When asked the foundational question as to how he knew about the relationship, finally, Bradley was somewhat more forthcoming.
“I don’t know how to answer that,” the witness said. “I can’t give you a date if you’re asking for a date. If you’re asking how did I get the knowledge, it would have come directly from a client.”
That client, as it turned out, was Wade.
Over the course of his testimony, Bradley said he believed there was only one specific conversation he had with Wade about the relationship with Willis – over roughly four years. That recollection elicited incredulity from defense counsel, who heavily suggested Bradley was not being truthful under oath.
Eventually, when asked to account for why he also told Merchant the relationship began when Willis herself was a magistrate court judge, Bradley said: “No one told me, I was speculating.”
The role of speculation became a salient point when Trump’s Atlanta-based attorney, Steve Sadow, had his turn at the witness.
Sadow introduced text message interactions between Merchant and Bradley in which the witness said the relationship “absolutely” began after Willis hired Wade. In another interaction, Bradley said the relationship began when the pair served as municipal court judges. Willis served as a municipal court judge from 2019 through 2020.
The defense attorney asked why he told Merchant those things.
“I was speculating,” Bradley said.
Sadow replied: “Maybe you can tell the court in your own words, why in the heck would you speculate in this text message and say that it started when she left the DA’s office and was a judge in South Fulton.”
“I don’t recall why I felt that it started at that time,” Bradley said.
Sadow’s final question got to the heart of the matter as the defense came to see the testimony, ultimately lackluster, unfold on Tuesday.
“Mr. Bradley, you realize that if you were to testify under oath that you knew from Mr. Wade that the relationship between him and Ms. Willis existed before the contract in November 1 of 2021, that if you testified that you knew that from Mr. Wade, that would show that both Ms. Willis and Mr. Wade had lied under oath,” Trump’s attorney – a respected cross-examiner – asked. “You know, that don’t you?”
McAfee interjected before Bradley could respond, saying the answer would “call for an opinion on the credibility of another testifying witness” and, therefore, would not be an appropriate question.
Sadow also worked to elicit testimony from the witness that he knew Merchant was preparing a filing to disqualify Wade from the case based, at least in part, on the timeline Bradley had supplied.
“If you’re being asked, as we’ve just gone through with this text message, from Ms. Merchant, as the attorney for a co-defendant, and she’s asking you about the relationship and she’s clearly asking you about the timing, why wouldn’t you just have said, in response: ‘I don’t know when it started’?” Sadow asked, drilling in.

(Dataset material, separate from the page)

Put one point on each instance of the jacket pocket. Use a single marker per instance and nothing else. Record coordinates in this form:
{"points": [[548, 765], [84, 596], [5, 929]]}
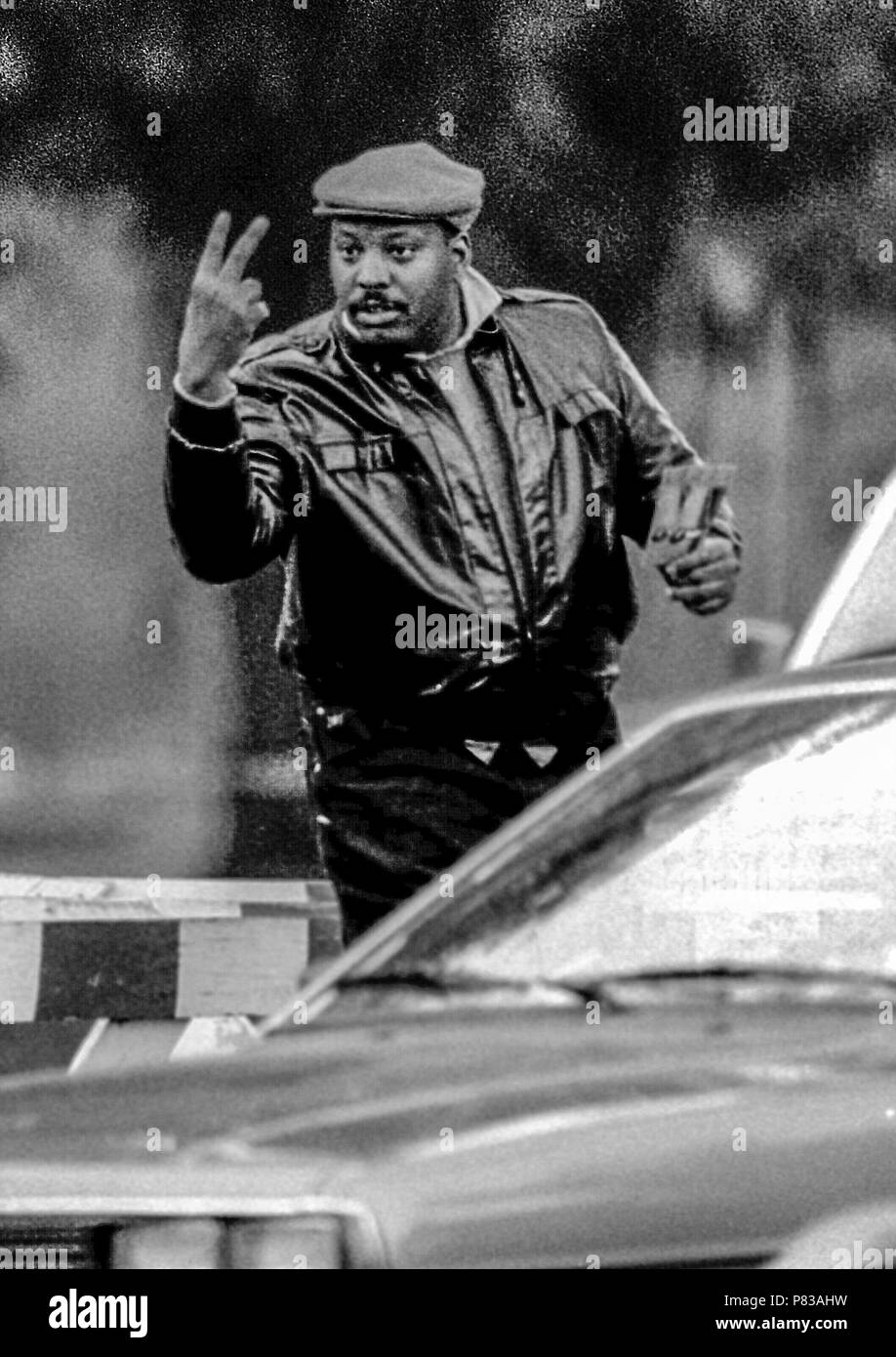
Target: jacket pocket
{"points": [[363, 455]]}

Bradley haltingly replied: “I don’t know why I didn’t say ‘I don’t know.””
Later, Rice dredged up the constant references to speculation made by the witness.
“Mr. Bradley, ‘speculation’ is kind of a weaselly lawyer word,” the defense attorney said. “Let’s speak truth here and you’re under oath.”
The implication had been clear for quite some time: the frustrated series of defense attorneys treated the witness as adverse and believed he was being less than forthcoming on the stand.
Then the subtext became explicit.
“Do you tell lies about your friends in a case of national importance?” Rice asked.
“I could have, I don’t know,” Bradley replied.
After a quick back-and-forth about where the witness was looking, McAfee gravely urged the defense attorney to ask another question.
“No further questions, judge,” Rice said: “I think it’s clear.”